Nazis sind strohdoof und haben keine Argumente

Lara stellt, typisch für eine Sechsjährige, viele naive Fragen: „Adolf Hitler? Wer ist das?“, „Was ist ein Hakenkreuz, das ist voll schön“ und „Stolz? Was heißt das?“. Ausgerechnet auf letztere Frage wissen die beiden Neonazis, denen ihr sogenannter Nationalstolz doch so wichtig ist, natürlich keine Antwort. Fast kann man ihn bildlich sehen, den erhobenen Zeigefinger des Pädagogen, der den jungen Zuschauern erklären will: „Nazis sind strohdoof und haben keine Argumente.“ Ach, wenn es doch nur so einfach wäre!

Die kleine Lara (gespielt von Nomie Laine Tucker) übernimmt in der Webserie viele Funktionen: Sie verkörpert die moralische Instanz, das gute Gewissen der Gesellschaft, Menschlichkeit, Mut – und bleibt dabei merkwürdig statisch. Sie weint nicht, wenn ihre Mama ohne Abschiedsgruß fortgeht und von den beiden unfreundlichen Männern, die ihr „Verpiss dich, Negerin“ entgegenbrüllen oder feststellen, dass „ein Negerkind doch eh keiner will“, lässt sie sich ebenso wenig einschüchtern. Dafür hat Lara keine Zeit, denn sie muss ja den „Stumpfsinn einer Ideologie“ entlarven, wie Regisseur Maurice Hübner den Anspruch der Serie erklärt. Um diese „Stumpfsinnigkeit“ und auch die Brüchigkeit von Rechtsradikalismus aufzuzeigen, setzt „Familie Braun“ auf schwarzen Humor. Doch wirklich lustig ist das leider nicht. Die Witze sind platt und allzu vorhersehbar, genau wie die behutsame Annäherung zwischen Vater und Tochter, mit der, so Maurice Hübner, gezeigt werden soll, „wie schnell einem die Möglichkeit zu hassen und zu hetzen genommen wird, wenn man beginnt, das Fremde kennen und lieben zu lernen“.

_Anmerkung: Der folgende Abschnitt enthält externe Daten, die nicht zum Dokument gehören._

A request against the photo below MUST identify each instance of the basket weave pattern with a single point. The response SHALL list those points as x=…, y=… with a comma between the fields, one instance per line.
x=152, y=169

Freilich darf über Nazis gelacht werden, man sollte es sogar hin und wieder. Aber müssen es dafür unbedingt Witze mit moralischem Vorschlaghammer sein? Nein. Auch nicht, wenn die Zielgruppe unter 20 Jahren alt ist. Wie das Verlachen von Rechten gut funktionieren kann, zeigt beispielsweise die Folge „Schottys Kampf“ der NDR-Fernsehserie „Der Tatortreiniger“. Zwar gibt es auch hier den stumpfen „Deutschland. Deutschland. Deutschland“-Murmler, dem jedoch ein zwar nicht weniger lächerlicher, dafür aber intelligenterer Strippenzieher zur Seite gestellt wird, mit dem sich Schotty auseinandersetzen muss. Auch müssen Webserien aufgrund ihrer kurzen Episodendauer nicht zwangsläufig oberflächlich bleiben, wie unter anderem „Mann/Frau“ von und mit Christian Ulmen beweist. Angesichts der aktuellen politischen Lage, rechter Hetze im Netz und brennenden Flüchtlingsheimen wurde mit „Familie Braun“ viel Potenzial verschenkt.